These are truly mad times.
Parliament has been back in session for less than a week and we have experienced scenes that will go down in history, speeches that will become YouTube sensations, and events that future generations will study in school. If this was a TV drama for political geeks it would all be terribly exciting – a barnstorming season opener. But this is real life, and the overriding feeling amid the chaos, the prorogation and the mass expulsions is a depressing sense that stalemate is tearing us apart. The fate of this country is now being decided not by reasoned debate and compromise, but by a vicious dog fight where conventions of fair play are being thrown out of the window in exchange for a chess game of manipulation. More than three years and just six weeks from the already revised Brexit day, we have no deal, no agreement, and a civil war raging with little clarity on what the outcome will be.
In terms of winners and losers in the chess game, this has certainly been a difficult week for Boris Johnson. Throwing heavy punches at Parliament has led to him getting punched back twice as hard, and he has now seemingly lost control of the timings for both Brexit and a General Election. The plan to prorogue Parliament did not paralyse opponents but instead unified and enraged them. Meanwhile, the hardline policy of sacking all Conservatives who voted against the Government on Brexit is now looking rather like cutting off your nose to spite your face, as evidenced by the Government’s whopping new majority of minus 43.
There are few certainties on how this will all pan out, but one thing is clear: we will be having a General Election soon. It may not happen on October 15th as the Government intends, but it will happen. The opposition to an election is based on timings, not absolutes, and once Labour is sure that a no-deal Brexit on October 31st is ruled out and an extension granted, we will likely be heading to the ballot box once again.
And it is here when Johnson could still have the last laugh. Polls look favourable for the Conservatives as it stands, and the anti-Brexit vote is massively split between Labour and the Lib Dems. How well the anti-Brexit alliance organises itself will have a huge impact on the outcome, and it will be a challenge to convince Labour and Lib Dem voters to work together. There is clear water between Corbyn and Swinson on almost everything except shared opposition to a no-deal Brexit, but somehow they will need to get their squabbling ducks in a row, or risk surrendering power to Boris Johnson.

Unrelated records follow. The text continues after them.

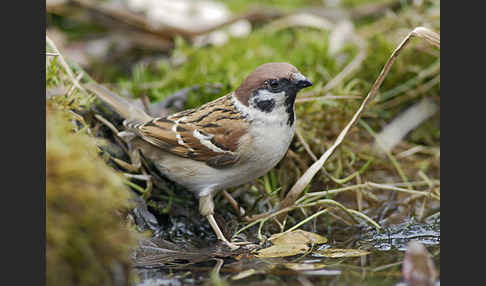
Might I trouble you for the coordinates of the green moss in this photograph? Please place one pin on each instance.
(86, 237)
(229, 64)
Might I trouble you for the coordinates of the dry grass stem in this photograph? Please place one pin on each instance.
(303, 181)
(65, 65)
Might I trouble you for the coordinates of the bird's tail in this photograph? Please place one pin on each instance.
(122, 106)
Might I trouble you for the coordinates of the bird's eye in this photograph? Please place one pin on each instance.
(274, 84)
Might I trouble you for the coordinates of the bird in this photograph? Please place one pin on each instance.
(224, 143)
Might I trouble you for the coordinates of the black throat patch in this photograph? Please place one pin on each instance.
(266, 105)
(291, 94)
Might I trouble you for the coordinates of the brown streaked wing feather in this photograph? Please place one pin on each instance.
(218, 119)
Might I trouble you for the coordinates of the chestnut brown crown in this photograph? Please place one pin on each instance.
(258, 77)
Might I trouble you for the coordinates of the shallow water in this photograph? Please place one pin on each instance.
(176, 264)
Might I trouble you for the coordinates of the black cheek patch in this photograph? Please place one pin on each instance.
(265, 105)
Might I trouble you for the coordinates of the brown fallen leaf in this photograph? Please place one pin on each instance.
(297, 237)
(282, 250)
(304, 266)
(339, 252)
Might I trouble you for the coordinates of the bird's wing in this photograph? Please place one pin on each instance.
(210, 133)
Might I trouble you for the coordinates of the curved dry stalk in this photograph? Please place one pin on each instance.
(65, 65)
(350, 68)
(421, 32)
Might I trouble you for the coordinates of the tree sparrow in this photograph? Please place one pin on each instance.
(224, 143)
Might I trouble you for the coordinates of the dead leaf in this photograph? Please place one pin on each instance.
(297, 237)
(338, 252)
(282, 250)
(304, 266)
(244, 274)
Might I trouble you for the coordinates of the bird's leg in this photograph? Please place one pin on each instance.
(206, 207)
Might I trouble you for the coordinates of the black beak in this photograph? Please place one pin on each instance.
(303, 83)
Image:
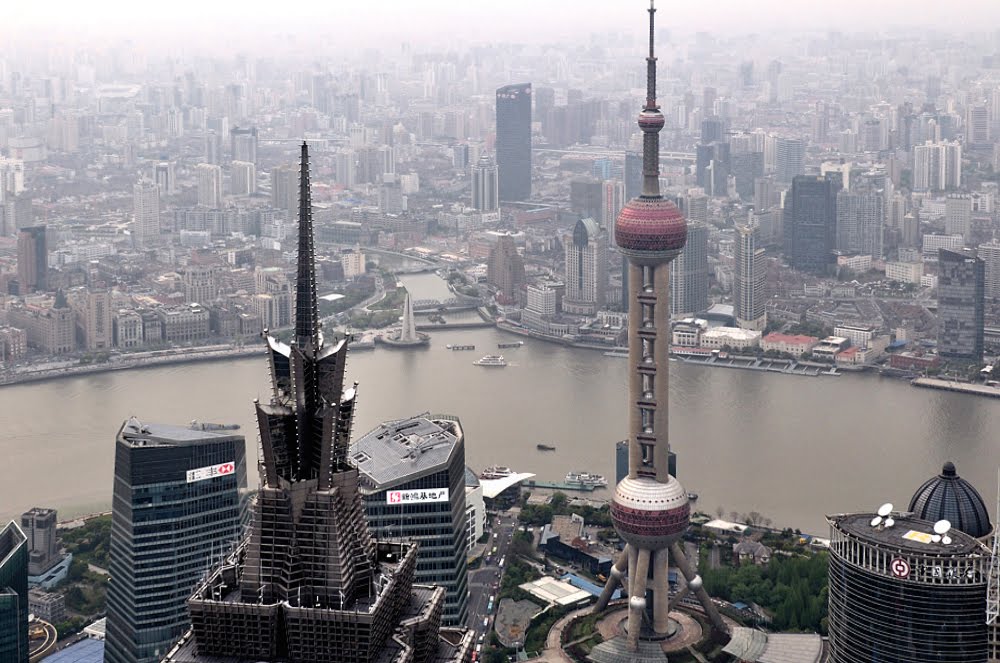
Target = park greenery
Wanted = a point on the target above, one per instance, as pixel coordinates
(559, 505)
(85, 589)
(792, 588)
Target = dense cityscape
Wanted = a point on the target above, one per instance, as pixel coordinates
(821, 208)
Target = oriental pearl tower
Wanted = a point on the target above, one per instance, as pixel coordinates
(650, 508)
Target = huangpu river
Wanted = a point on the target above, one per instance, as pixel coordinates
(792, 448)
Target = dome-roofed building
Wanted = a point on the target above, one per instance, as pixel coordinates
(952, 498)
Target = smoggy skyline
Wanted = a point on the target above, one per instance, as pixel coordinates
(228, 25)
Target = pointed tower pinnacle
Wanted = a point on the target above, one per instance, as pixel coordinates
(306, 308)
(651, 121)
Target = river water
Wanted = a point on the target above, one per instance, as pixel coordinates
(793, 448)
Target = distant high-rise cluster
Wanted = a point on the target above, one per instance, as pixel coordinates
(514, 141)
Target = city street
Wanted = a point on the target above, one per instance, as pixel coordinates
(485, 581)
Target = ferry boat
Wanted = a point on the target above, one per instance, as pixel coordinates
(491, 360)
(586, 479)
(496, 472)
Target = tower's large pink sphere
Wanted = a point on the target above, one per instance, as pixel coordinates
(650, 230)
(649, 514)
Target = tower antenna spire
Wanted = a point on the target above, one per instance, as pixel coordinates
(306, 308)
(651, 120)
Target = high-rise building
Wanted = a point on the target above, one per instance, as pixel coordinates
(977, 126)
(514, 141)
(243, 144)
(937, 166)
(961, 306)
(485, 187)
(32, 260)
(146, 210)
(586, 268)
(990, 255)
(612, 201)
(185, 481)
(13, 595)
(199, 284)
(505, 269)
(413, 487)
(650, 508)
(901, 590)
(810, 222)
(860, 221)
(39, 527)
(243, 179)
(749, 280)
(164, 178)
(585, 197)
(958, 215)
(789, 158)
(213, 150)
(308, 583)
(209, 185)
(284, 187)
(689, 273)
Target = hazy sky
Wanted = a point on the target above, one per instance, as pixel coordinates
(419, 21)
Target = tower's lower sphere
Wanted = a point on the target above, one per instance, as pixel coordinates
(649, 514)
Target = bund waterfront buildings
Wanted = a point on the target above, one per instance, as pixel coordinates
(146, 214)
(961, 291)
(689, 273)
(586, 268)
(13, 595)
(811, 222)
(514, 141)
(32, 260)
(413, 487)
(309, 584)
(650, 508)
(485, 185)
(185, 481)
(749, 280)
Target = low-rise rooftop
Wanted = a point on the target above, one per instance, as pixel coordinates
(405, 449)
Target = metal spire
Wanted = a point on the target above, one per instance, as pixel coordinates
(651, 64)
(306, 308)
(651, 121)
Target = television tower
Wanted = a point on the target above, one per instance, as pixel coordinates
(650, 508)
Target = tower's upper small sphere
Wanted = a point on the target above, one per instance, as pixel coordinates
(651, 120)
(650, 514)
(650, 230)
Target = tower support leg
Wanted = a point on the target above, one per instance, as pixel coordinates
(695, 584)
(637, 598)
(661, 591)
(614, 580)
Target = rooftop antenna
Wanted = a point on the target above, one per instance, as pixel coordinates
(883, 517)
(993, 581)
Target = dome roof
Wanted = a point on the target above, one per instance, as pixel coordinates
(952, 498)
(650, 228)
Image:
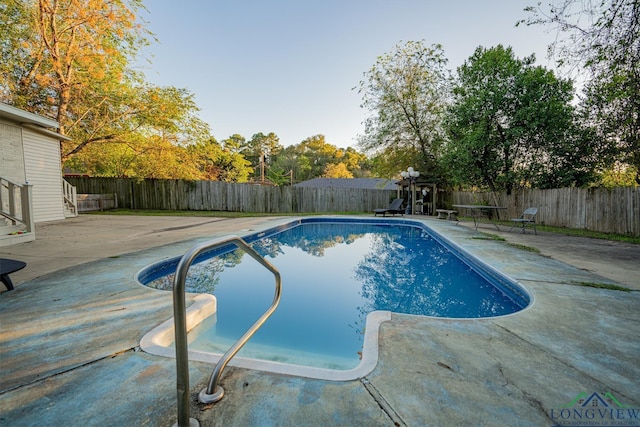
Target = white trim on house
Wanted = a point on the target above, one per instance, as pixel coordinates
(46, 132)
(21, 116)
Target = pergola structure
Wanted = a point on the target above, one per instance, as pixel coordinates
(421, 189)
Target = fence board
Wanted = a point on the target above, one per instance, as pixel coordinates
(614, 210)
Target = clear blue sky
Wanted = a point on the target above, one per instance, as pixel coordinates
(289, 67)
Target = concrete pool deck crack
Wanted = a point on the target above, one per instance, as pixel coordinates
(382, 402)
(68, 369)
(551, 355)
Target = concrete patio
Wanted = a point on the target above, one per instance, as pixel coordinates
(71, 329)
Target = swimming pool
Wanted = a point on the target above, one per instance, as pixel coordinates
(341, 278)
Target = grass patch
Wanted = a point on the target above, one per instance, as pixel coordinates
(487, 236)
(580, 233)
(604, 286)
(524, 247)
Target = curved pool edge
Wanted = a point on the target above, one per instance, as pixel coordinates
(160, 342)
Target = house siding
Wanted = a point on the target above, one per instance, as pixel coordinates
(43, 171)
(11, 154)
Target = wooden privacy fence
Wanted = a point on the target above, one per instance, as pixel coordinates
(222, 196)
(615, 210)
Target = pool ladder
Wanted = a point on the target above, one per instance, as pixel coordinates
(213, 392)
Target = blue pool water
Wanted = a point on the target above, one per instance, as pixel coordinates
(333, 274)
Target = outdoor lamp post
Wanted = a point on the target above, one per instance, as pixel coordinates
(412, 175)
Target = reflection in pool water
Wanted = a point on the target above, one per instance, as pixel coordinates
(333, 275)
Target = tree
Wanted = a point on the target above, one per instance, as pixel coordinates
(260, 151)
(407, 92)
(603, 38)
(336, 170)
(511, 124)
(69, 60)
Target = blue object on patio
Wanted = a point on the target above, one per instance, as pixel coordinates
(393, 208)
(8, 266)
(527, 217)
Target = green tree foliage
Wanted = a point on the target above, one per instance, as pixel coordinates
(406, 92)
(314, 158)
(511, 124)
(603, 39)
(69, 60)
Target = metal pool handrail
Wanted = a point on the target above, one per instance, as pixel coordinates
(213, 392)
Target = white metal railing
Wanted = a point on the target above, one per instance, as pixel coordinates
(213, 392)
(16, 204)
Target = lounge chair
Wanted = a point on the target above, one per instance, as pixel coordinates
(528, 217)
(393, 208)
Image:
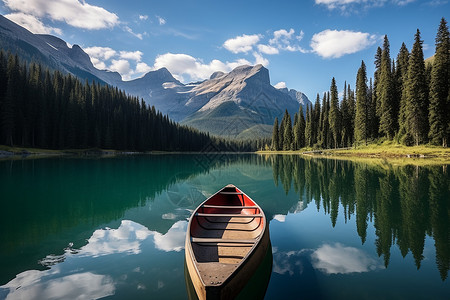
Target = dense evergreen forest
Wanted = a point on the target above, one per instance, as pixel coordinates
(408, 101)
(51, 110)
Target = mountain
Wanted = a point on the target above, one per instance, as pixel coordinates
(240, 103)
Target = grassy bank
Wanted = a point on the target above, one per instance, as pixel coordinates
(395, 153)
(22, 152)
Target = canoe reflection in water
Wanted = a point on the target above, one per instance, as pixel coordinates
(228, 253)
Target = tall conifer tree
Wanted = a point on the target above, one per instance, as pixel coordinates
(416, 95)
(334, 114)
(275, 138)
(385, 94)
(439, 87)
(362, 107)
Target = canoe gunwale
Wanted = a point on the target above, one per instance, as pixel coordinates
(254, 245)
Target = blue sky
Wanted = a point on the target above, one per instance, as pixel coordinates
(302, 43)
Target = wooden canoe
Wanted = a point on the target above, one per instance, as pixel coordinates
(226, 240)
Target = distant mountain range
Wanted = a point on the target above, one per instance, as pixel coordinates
(241, 103)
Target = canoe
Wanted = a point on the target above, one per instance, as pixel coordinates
(226, 240)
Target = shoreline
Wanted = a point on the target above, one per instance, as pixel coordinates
(385, 152)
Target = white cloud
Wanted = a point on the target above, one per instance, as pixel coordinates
(334, 43)
(403, 2)
(280, 218)
(347, 6)
(142, 68)
(332, 4)
(161, 20)
(127, 63)
(259, 59)
(284, 40)
(133, 55)
(100, 52)
(339, 259)
(32, 23)
(267, 49)
(122, 66)
(243, 43)
(187, 68)
(280, 85)
(129, 30)
(73, 12)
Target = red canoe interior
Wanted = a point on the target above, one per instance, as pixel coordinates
(223, 231)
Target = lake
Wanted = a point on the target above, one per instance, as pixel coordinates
(114, 227)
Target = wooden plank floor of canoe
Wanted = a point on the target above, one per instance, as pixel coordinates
(217, 261)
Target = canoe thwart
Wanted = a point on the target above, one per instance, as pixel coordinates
(219, 240)
(228, 206)
(230, 215)
(231, 193)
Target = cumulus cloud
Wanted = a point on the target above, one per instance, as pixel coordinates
(32, 23)
(100, 52)
(73, 12)
(267, 49)
(133, 55)
(346, 6)
(280, 85)
(185, 67)
(242, 44)
(259, 59)
(335, 43)
(128, 63)
(130, 31)
(161, 20)
(287, 40)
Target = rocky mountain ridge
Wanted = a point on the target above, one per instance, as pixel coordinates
(239, 103)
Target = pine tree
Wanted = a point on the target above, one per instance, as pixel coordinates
(281, 134)
(385, 92)
(300, 129)
(439, 87)
(275, 137)
(287, 136)
(416, 95)
(308, 128)
(376, 93)
(334, 114)
(352, 107)
(315, 120)
(362, 107)
(401, 77)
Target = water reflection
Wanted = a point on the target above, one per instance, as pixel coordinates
(405, 203)
(61, 281)
(42, 285)
(340, 259)
(121, 222)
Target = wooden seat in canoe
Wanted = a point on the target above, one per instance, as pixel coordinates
(226, 239)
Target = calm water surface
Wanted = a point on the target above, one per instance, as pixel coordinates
(115, 227)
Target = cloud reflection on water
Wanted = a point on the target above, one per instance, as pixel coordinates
(62, 282)
(34, 284)
(340, 259)
(328, 258)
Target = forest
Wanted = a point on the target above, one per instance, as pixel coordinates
(43, 108)
(407, 101)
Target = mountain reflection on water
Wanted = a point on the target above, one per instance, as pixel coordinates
(90, 228)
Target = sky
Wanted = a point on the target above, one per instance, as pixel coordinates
(302, 43)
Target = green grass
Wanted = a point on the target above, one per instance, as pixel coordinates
(382, 153)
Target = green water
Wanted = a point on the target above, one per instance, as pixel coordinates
(115, 227)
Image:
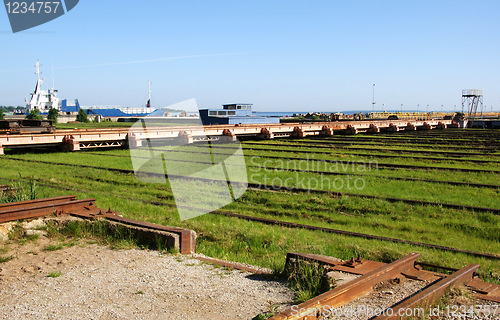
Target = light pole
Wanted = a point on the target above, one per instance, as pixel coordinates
(373, 98)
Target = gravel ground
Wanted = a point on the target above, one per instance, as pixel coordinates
(100, 283)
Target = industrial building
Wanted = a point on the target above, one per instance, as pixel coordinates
(236, 113)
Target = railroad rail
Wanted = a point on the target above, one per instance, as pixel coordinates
(454, 183)
(185, 239)
(261, 186)
(371, 273)
(74, 140)
(301, 226)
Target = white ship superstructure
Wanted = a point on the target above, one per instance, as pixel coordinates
(40, 99)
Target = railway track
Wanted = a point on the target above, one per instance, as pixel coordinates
(342, 162)
(288, 224)
(351, 300)
(282, 188)
(384, 142)
(366, 141)
(320, 146)
(369, 155)
(454, 183)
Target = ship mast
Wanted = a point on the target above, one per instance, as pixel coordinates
(38, 79)
(149, 94)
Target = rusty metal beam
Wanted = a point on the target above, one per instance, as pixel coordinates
(25, 211)
(348, 291)
(187, 237)
(4, 207)
(432, 293)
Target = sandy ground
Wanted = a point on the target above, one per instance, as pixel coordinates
(97, 282)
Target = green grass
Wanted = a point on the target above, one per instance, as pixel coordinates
(266, 245)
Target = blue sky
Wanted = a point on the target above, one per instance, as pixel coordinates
(278, 55)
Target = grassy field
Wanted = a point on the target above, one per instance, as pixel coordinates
(265, 245)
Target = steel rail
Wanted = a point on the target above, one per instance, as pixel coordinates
(39, 209)
(320, 146)
(383, 142)
(372, 155)
(455, 183)
(345, 293)
(431, 293)
(260, 186)
(363, 163)
(297, 225)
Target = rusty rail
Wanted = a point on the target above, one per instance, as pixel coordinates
(347, 292)
(430, 294)
(373, 272)
(187, 237)
(42, 207)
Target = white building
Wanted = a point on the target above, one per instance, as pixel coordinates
(40, 99)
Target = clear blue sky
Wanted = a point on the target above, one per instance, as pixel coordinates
(279, 55)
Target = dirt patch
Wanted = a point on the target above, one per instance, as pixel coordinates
(88, 281)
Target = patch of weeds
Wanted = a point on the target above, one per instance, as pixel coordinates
(54, 274)
(32, 237)
(53, 247)
(173, 250)
(5, 259)
(307, 280)
(20, 192)
(273, 310)
(17, 232)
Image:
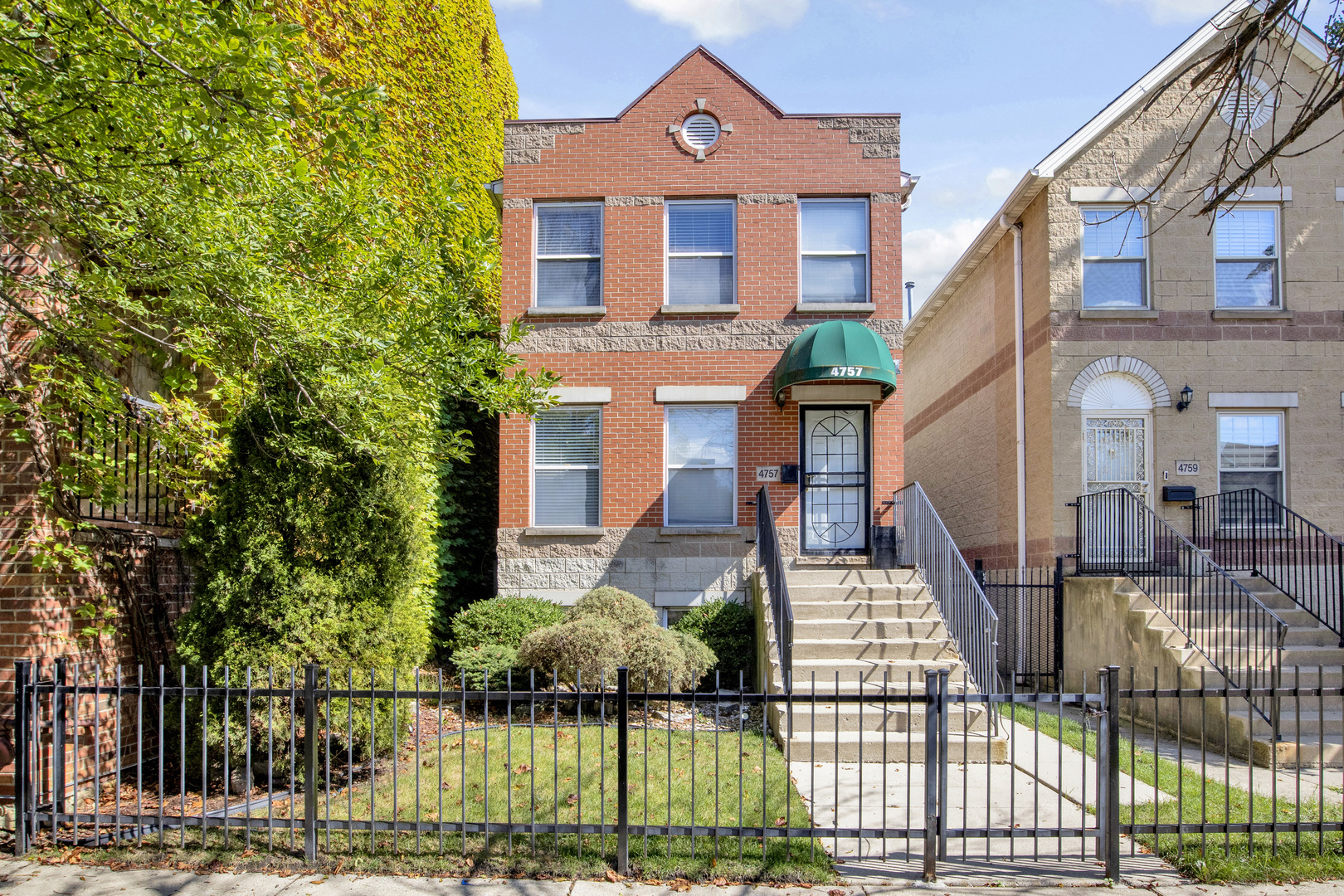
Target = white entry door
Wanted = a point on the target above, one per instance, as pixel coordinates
(835, 479)
(1116, 455)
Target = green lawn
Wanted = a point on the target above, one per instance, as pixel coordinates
(1214, 857)
(723, 782)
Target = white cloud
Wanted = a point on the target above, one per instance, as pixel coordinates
(724, 19)
(1171, 11)
(928, 254)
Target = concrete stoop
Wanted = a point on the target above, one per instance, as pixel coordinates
(871, 631)
(1309, 733)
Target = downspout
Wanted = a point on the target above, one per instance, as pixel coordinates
(1020, 388)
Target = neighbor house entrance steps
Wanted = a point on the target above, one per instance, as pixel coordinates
(1311, 657)
(873, 631)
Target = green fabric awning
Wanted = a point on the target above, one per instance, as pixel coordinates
(836, 351)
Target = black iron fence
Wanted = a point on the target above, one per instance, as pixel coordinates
(1120, 535)
(123, 472)
(772, 559)
(1030, 603)
(1250, 531)
(969, 617)
(331, 765)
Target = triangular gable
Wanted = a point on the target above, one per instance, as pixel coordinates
(728, 71)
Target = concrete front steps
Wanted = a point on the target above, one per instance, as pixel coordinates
(871, 631)
(1311, 657)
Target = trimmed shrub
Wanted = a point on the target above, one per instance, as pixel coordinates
(609, 627)
(574, 649)
(728, 631)
(494, 659)
(619, 607)
(502, 622)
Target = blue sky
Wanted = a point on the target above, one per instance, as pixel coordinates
(986, 88)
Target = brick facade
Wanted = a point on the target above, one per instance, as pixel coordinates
(632, 345)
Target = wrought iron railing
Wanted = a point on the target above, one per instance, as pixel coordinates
(119, 472)
(1250, 531)
(965, 610)
(1120, 535)
(772, 559)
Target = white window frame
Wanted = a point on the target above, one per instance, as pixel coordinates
(667, 251)
(1278, 256)
(668, 468)
(1283, 448)
(867, 246)
(1144, 260)
(533, 466)
(600, 257)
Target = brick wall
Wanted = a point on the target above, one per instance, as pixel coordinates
(632, 164)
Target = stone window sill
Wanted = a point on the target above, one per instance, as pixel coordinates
(702, 309)
(835, 308)
(1118, 314)
(567, 310)
(726, 531)
(1252, 314)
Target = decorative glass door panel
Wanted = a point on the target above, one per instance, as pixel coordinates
(835, 480)
(1116, 457)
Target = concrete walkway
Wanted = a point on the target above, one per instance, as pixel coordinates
(30, 879)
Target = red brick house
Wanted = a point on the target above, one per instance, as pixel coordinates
(718, 282)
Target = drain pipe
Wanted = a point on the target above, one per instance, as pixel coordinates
(1020, 392)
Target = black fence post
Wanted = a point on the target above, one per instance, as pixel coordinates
(1109, 768)
(311, 763)
(622, 770)
(21, 755)
(58, 742)
(1059, 617)
(932, 821)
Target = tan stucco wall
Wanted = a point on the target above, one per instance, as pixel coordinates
(969, 472)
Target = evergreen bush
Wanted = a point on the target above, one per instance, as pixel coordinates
(728, 631)
(502, 621)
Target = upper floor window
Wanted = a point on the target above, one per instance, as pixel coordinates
(834, 242)
(1114, 258)
(702, 457)
(569, 254)
(567, 466)
(700, 253)
(1246, 257)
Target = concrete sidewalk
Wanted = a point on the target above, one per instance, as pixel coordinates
(32, 879)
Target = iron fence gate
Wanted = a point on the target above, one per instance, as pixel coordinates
(1030, 605)
(113, 759)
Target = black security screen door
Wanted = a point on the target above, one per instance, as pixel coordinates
(836, 490)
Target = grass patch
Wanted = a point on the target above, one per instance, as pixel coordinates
(1209, 857)
(709, 782)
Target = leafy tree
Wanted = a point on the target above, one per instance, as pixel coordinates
(191, 199)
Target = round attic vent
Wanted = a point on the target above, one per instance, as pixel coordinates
(1249, 106)
(700, 130)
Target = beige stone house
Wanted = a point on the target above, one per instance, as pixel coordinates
(1053, 358)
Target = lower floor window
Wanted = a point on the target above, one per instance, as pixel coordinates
(702, 455)
(567, 473)
(1250, 453)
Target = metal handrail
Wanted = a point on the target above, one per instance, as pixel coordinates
(1118, 533)
(965, 610)
(782, 610)
(1248, 529)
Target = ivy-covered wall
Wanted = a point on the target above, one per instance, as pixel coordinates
(448, 90)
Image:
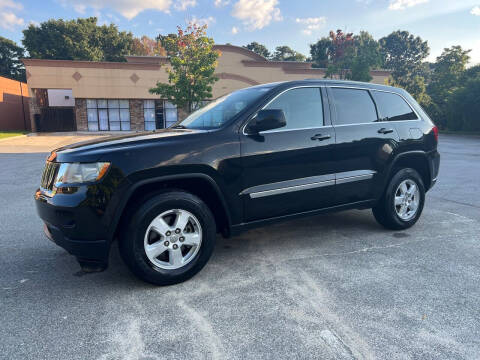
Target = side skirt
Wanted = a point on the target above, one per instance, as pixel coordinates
(239, 228)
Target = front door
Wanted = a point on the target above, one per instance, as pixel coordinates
(364, 145)
(291, 169)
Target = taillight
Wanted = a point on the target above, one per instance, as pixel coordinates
(435, 133)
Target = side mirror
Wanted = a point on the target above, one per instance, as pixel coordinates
(267, 120)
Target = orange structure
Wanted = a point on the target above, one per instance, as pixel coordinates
(14, 111)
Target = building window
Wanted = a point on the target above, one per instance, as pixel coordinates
(106, 115)
(159, 114)
(170, 114)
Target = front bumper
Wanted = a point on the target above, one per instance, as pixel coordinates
(96, 250)
(73, 225)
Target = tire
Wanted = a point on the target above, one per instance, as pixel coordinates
(393, 210)
(152, 226)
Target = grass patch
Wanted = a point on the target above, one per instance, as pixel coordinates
(5, 134)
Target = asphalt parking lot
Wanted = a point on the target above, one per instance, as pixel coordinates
(334, 286)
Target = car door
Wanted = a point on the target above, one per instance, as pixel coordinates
(291, 169)
(364, 144)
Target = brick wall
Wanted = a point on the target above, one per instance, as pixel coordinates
(81, 114)
(34, 108)
(137, 122)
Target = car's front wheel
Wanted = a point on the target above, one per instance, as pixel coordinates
(402, 203)
(169, 238)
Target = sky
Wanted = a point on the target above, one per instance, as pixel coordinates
(296, 23)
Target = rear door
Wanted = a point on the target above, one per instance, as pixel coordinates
(364, 144)
(291, 169)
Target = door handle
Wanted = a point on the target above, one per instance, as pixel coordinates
(385, 131)
(320, 137)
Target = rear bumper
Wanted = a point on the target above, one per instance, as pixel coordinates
(434, 161)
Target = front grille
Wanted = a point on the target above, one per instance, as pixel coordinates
(49, 175)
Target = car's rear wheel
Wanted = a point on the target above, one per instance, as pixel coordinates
(402, 203)
(169, 238)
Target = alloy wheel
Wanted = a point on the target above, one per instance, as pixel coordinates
(407, 200)
(173, 239)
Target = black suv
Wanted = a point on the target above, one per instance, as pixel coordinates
(259, 155)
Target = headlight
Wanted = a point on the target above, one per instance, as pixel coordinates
(75, 173)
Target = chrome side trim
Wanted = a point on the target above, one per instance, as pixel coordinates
(356, 175)
(307, 183)
(289, 183)
(259, 194)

The election, when it happens, may well finally end this stalemate and give us some much needed certainty on the fate of the country. What it will not fix however, is the division that is splitting the UK down the middle, the perceived Remain vs Leave binary, and the relentless fixation on our relationship with Europe above and beyond everything else. This, for the time being, will remain the defining challenge of our times.